When i used Bore butter i got the same black stuff, no clue what it was.
 
You can eliminate water and use US BORE PASTE instead of that bore butter.

Bore butter is bad news
 
flati


what can I now do to remove all traces from the barrel

BB is water souluable - just pour boiling water throught the bore and it will strip it out of the bore. Make sure you dry the barrel completely after you use it.

Well this will get me in trouble with the ML Gods, but there are a lot of people that do not like BB in the bore - I am one that used it for years and it worked very well for me. It really depends a lot on how you apply it and how much you leave in the bore. The bore must be completely dry. It does a terrific job reducing fouling - I even use it in my Trap shotguns to reduce the plastic fouling especially in the chokes.
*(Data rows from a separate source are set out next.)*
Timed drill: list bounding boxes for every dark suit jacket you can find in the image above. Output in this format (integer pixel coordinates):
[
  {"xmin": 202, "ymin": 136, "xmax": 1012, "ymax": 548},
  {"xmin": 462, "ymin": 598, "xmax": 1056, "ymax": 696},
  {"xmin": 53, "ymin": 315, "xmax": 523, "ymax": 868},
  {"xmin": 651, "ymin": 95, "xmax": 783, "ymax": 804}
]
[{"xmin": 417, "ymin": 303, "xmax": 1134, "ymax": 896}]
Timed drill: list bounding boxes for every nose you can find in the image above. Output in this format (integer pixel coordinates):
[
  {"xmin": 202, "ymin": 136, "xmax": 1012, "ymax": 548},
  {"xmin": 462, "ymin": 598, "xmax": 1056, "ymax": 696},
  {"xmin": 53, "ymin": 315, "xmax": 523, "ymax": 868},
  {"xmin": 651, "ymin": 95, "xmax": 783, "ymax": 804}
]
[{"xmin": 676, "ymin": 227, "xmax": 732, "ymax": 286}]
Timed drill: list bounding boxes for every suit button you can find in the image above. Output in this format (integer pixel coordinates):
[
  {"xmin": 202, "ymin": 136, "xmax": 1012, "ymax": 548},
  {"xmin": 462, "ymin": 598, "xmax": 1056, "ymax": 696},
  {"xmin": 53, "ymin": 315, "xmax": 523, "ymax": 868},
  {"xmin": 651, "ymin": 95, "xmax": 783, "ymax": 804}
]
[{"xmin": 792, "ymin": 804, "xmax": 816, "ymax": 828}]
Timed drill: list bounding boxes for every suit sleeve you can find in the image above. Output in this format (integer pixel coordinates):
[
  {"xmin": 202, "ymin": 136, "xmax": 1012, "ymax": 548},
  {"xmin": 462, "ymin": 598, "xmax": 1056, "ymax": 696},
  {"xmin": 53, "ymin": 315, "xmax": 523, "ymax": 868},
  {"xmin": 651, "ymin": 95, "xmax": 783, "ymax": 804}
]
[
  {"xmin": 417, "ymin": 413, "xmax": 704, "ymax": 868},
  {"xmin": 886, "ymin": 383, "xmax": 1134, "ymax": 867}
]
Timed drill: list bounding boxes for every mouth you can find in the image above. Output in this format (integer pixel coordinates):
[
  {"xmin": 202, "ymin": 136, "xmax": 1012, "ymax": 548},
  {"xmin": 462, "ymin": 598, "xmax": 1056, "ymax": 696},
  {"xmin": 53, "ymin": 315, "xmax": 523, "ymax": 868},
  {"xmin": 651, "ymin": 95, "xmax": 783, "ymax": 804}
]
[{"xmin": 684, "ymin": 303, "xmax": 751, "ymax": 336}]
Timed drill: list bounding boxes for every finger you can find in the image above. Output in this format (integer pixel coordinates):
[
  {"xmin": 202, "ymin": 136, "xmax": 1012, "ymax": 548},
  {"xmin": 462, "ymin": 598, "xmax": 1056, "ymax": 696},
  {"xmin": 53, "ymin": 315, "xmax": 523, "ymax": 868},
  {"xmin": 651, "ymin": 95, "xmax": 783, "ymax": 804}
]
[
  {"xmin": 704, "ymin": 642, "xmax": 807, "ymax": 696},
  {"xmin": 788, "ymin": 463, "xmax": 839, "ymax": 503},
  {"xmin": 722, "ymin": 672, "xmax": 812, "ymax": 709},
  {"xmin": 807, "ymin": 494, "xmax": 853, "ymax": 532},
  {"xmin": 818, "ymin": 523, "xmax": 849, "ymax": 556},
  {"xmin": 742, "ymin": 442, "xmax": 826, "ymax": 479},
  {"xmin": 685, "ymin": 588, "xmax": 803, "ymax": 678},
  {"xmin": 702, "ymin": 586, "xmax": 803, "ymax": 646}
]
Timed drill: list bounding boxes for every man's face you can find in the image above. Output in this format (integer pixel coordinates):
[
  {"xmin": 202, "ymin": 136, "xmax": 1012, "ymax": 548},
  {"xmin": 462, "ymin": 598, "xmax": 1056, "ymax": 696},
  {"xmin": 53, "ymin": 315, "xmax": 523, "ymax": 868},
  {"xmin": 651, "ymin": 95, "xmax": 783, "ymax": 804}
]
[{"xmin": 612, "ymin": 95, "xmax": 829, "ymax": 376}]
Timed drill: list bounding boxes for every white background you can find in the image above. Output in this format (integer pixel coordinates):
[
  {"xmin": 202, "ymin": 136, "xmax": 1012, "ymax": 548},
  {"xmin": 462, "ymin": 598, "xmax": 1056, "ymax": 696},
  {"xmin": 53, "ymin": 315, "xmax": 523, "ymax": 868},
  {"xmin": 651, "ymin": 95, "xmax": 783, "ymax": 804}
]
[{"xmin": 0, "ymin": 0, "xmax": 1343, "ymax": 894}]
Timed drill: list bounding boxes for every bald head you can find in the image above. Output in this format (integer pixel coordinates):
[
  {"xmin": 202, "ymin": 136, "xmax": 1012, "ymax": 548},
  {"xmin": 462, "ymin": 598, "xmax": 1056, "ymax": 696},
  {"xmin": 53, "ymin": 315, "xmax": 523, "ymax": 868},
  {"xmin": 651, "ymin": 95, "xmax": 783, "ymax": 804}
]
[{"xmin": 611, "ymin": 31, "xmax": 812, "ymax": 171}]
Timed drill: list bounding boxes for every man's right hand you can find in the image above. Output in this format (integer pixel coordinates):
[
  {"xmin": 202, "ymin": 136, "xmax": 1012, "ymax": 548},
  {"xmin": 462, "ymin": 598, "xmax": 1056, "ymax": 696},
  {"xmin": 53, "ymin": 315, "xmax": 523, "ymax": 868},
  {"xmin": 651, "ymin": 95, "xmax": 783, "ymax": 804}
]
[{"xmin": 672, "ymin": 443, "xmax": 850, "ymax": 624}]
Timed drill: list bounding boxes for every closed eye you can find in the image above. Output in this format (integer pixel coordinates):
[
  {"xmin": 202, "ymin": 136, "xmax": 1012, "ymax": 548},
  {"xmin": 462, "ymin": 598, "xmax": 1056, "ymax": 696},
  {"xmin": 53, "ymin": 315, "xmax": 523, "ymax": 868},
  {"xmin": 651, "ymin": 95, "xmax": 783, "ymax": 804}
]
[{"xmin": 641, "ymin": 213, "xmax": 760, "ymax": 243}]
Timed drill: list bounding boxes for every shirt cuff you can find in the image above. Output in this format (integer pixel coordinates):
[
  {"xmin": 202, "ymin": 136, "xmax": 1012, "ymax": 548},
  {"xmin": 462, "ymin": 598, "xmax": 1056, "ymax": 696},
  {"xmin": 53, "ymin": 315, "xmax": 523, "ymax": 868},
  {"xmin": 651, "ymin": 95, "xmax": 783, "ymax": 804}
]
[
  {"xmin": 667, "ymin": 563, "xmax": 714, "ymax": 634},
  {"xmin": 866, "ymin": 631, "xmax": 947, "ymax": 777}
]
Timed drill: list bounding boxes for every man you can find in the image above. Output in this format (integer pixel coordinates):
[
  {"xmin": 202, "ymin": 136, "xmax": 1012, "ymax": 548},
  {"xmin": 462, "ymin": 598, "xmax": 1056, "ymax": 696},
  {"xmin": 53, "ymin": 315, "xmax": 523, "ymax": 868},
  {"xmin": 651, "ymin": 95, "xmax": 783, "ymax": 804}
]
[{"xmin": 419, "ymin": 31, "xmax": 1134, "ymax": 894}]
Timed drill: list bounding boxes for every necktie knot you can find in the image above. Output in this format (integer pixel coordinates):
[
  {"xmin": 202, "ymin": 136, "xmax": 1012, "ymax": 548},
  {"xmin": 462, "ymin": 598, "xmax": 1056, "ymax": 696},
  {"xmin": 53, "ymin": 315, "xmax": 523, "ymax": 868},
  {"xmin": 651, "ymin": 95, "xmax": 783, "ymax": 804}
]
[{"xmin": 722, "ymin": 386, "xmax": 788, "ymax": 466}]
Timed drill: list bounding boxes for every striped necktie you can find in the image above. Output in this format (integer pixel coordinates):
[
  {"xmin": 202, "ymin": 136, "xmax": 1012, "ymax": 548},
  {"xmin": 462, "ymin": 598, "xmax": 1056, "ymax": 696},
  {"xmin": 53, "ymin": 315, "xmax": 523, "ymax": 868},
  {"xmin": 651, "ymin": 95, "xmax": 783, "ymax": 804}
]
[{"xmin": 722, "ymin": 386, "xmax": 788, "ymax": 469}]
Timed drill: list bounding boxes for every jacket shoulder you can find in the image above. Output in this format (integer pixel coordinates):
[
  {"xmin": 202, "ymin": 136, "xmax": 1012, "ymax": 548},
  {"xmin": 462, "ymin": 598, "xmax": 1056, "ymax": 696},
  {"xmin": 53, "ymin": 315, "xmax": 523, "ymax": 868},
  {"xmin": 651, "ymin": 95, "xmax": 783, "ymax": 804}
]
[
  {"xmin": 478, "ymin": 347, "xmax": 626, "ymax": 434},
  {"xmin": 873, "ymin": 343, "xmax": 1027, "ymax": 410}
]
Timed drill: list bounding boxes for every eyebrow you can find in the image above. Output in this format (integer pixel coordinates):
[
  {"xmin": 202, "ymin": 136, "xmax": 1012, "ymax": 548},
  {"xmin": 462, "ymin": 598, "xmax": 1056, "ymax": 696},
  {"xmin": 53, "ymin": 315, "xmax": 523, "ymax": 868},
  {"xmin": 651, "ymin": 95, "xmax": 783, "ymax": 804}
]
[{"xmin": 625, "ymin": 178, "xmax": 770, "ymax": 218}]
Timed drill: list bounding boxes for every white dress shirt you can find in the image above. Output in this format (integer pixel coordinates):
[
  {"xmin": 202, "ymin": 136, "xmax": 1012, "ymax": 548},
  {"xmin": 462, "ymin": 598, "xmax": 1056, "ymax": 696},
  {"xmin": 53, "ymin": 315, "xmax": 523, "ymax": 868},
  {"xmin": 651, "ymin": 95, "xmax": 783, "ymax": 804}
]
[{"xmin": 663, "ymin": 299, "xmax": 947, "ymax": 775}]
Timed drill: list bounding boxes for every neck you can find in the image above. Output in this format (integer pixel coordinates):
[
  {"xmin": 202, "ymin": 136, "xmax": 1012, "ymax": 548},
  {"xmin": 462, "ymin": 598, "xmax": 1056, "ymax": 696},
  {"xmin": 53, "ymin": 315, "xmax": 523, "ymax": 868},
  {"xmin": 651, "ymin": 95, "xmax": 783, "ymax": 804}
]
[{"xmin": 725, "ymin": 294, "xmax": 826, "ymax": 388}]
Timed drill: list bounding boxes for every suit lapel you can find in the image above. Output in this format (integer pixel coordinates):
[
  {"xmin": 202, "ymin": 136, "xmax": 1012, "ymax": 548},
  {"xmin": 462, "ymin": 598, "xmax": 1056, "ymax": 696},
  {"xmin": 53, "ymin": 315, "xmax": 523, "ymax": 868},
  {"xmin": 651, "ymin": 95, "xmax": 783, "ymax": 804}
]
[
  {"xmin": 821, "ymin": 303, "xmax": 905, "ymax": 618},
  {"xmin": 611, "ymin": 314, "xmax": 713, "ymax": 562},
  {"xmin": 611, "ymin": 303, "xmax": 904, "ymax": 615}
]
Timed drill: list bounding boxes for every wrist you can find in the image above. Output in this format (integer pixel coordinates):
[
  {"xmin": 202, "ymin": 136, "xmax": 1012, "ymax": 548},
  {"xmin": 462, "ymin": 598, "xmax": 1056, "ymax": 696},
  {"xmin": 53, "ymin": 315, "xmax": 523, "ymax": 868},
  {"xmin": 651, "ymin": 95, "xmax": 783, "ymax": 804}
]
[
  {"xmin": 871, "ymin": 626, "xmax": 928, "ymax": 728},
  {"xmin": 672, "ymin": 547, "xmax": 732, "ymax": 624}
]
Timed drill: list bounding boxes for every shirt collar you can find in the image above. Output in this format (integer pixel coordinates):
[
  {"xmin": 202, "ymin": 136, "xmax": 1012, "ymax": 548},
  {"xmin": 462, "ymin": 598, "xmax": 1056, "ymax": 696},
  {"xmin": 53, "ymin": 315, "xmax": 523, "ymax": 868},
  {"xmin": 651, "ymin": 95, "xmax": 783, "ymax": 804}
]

The worst way to apply it is to cake it into the bore... and do not use it for bore protection for an extended period of time.

Montana X-Treme is making a much better product for bore conditioning than BB. BB is essentially mineral oils while the Montana X-Treme product is a eather/petroleum product. It will surface the bore and reduce the fouling also. I have used it both in the Omega and the Knight it seems to work as advertised + provide bore protection.
 
flounder said:
Now I've only been using these frontloaders for a couple years but the statement Grouse made about cleaning with water being a bad idea threw me for a loop. Why a bad idea??? I've been doing it every time I shoot, I rinse with boiling water and then a dry patch and then oil. I haven't seen any negatives. Please straighten me out if I am doing something wrong.
Art

Running water down gun barrel steel is asking for trouble. If you dont 100% dry the barrel it will rust. Even stainless steel barrels will rust. Dont kid yourself. If you use a bunch of dry patches and a hair dryer you can get the barrel dry. Even an air compressor blowing alot of air thru the barrel will dry it. 91% alchohol and some murphys oil soap mixed together will keep your barrel clean and nice forever. I would also use the alchohol for swabbing between shots. I still would run a dry patch after that. You wont need to worry about the powder being damp now. Walmart sells the alchohol for a couple bucks.
 
No more bore butter for me. i'll the Remington oil.

Another question is are the barrels of ML's made from different steel than a rifle?
 
Batchief909 said:
All depends. Ask Grouse..... 8)

I guess where I was going with this questions is, if the metals are the same, you dont need to put bore butter in your rifle's bore. So why do the manufactures (T/C) reccomend it? More revenue?
 
I just saw this on EA Browns site

Here's what I do: For a 50 caliber bore, instead of a jag I use a 45 caliber bronze cleaning brush. Wrap a TC "Seasoning" Patch around the brush and scrub it down the bore all the way to the breech plug. Seasoning patches are impregnated with borebutter that loosens the crud while seasoning the bore surface. Scrub the ignition area at the bottom especially well until you can feel that you are scrubbing smooth, bare metal. Usually its about 20 strokes. Next, wrap a DRY cleaning patch around the brush and scrub the barrel like before... about 20 strokes. This method results in a clean, consistent barrel that also loads easily and consistently. And the brush/patch combination never sticks in the barrel. Now, refer to the TC Muzzle Loading instruction manual for details of loading muzzle loader rifles, fully seating bullets, marking your ramrod for depth reference, etc... Then adapt that information to all loads at your own risk.......
 
Bore butter

Been cleaning with water , "Black Off", and using Bore Butter for 10+ years. I shoot a lot, and have put literally thousands of rounds down this barrel. It looks and shoots like new - go figure.